To do that, the Castine Community Hospital Corporation has for years leased operation of the center it owns to Northern Light Health.

But as insurance disputes and financial instability drag on in that system, which serves the majority of eastern and northern Maine, the Castine group is investigating options to operate more independently. The project shows how one community is responding to regional issues that have left thousands of Mainers uncertain about their future access to care they need and the insurance to cover it.

“We don’t want to be caught flat-footed if something bad happens, God forbid,” Bobby Vagt, the corporation’s board president, told the town’s select board last week.

The corporation manages an endowment to provide health care for the area. Its clinic serves about 1,150 patients and employs one full-time physician, along with additional nursing and administrative staff.

The board continues to work with Northern Light and will do whatever it can to support it, according to Vagt; the system has not proposed making changes in Castine. But because the path ahead appears rocky, the board feels it has to be prepared, members said.
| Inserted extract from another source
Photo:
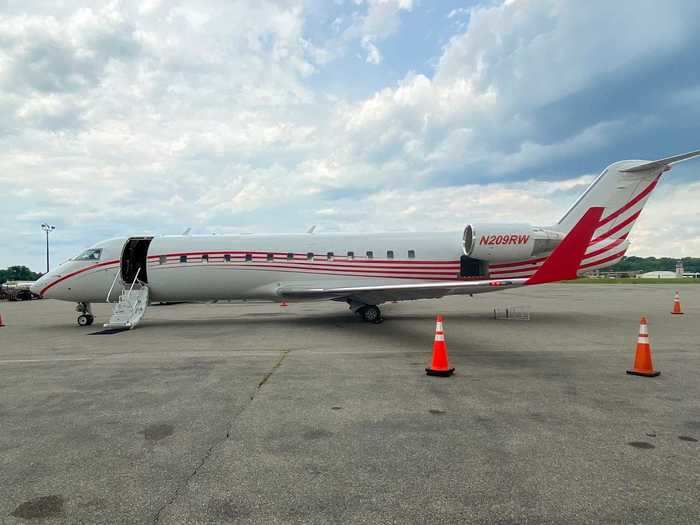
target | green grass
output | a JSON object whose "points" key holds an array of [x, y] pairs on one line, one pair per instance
{"points": [[590, 280]]}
This year, Northern Light has seen layoffs, hospital and clinic closures, executive resignations, financial losses, a plummeting credit rating and an ongoing insurance dispute with Anthem that could leave more than 30,000 Mainers out of network.

Federal funding cuts to Medicaid and insurance coverage have added another layer of instability for rural hospitals, which partially rely on that money to operate, though Northern Light officials said earlier this year that they don’t plan to close more facilities.

The Castine board has considered other provider networks and hired a consultant for a three-month feasibility study to evaluate other options. The study focuses on two structures that operate somewhat outside of traditional health care systems.

One is starting a community owned health plan, which is a group-based insurance model. It would require an employer to serve as an anchor, according to Vagt, so Maine Maritime Academy is joining the exploration process.

The other is opening a direct primary care practice, a model in which patients typically pay a flat fee for consistent access to an independent primary care provider without going through insurance. Castine would hope to make the services free.

That general model has been gaining traction in Maine; in the past several months, practices have opened in Bangor, Orland and Presque Isle.

The providers behind it have said they can spend more time with patients and provide better care without the demands of insurance reporting and heavy workloads. Hospitals, for their part, have said the growth in these clinics can make deepening primary care provider shortages worse, as independent providers typically take on smaller numbers of patients.

MaineHealth opened its own direct primary care practice in Portland last month, which it said would lower costs for patients and help them stay healthier.

Such a practice could be opened in Castine as part of a community health plan or independently, according to the board.

Vagt said Monday that it’s too early to know when or how any potential changes would be made, but suggested the study could find options that would also benefit Northern Light and maintain a connection with the system for referrals to specialists and higher level care, as MaineHealth did.

A $5.7 million capital campaign for renovations at the Castine center started earlier this year has also been paused as the exploration starts because of “lack of clarity about the direction and availability of healthcare services in this country,” particularly in rural areas, the board said in its statement without naming Northern Light.

The feasibility study is expected to take three months, and the board will discuss next steps with consultants at its public annual meeting at 7 p.m. Oct. 27 in the town office.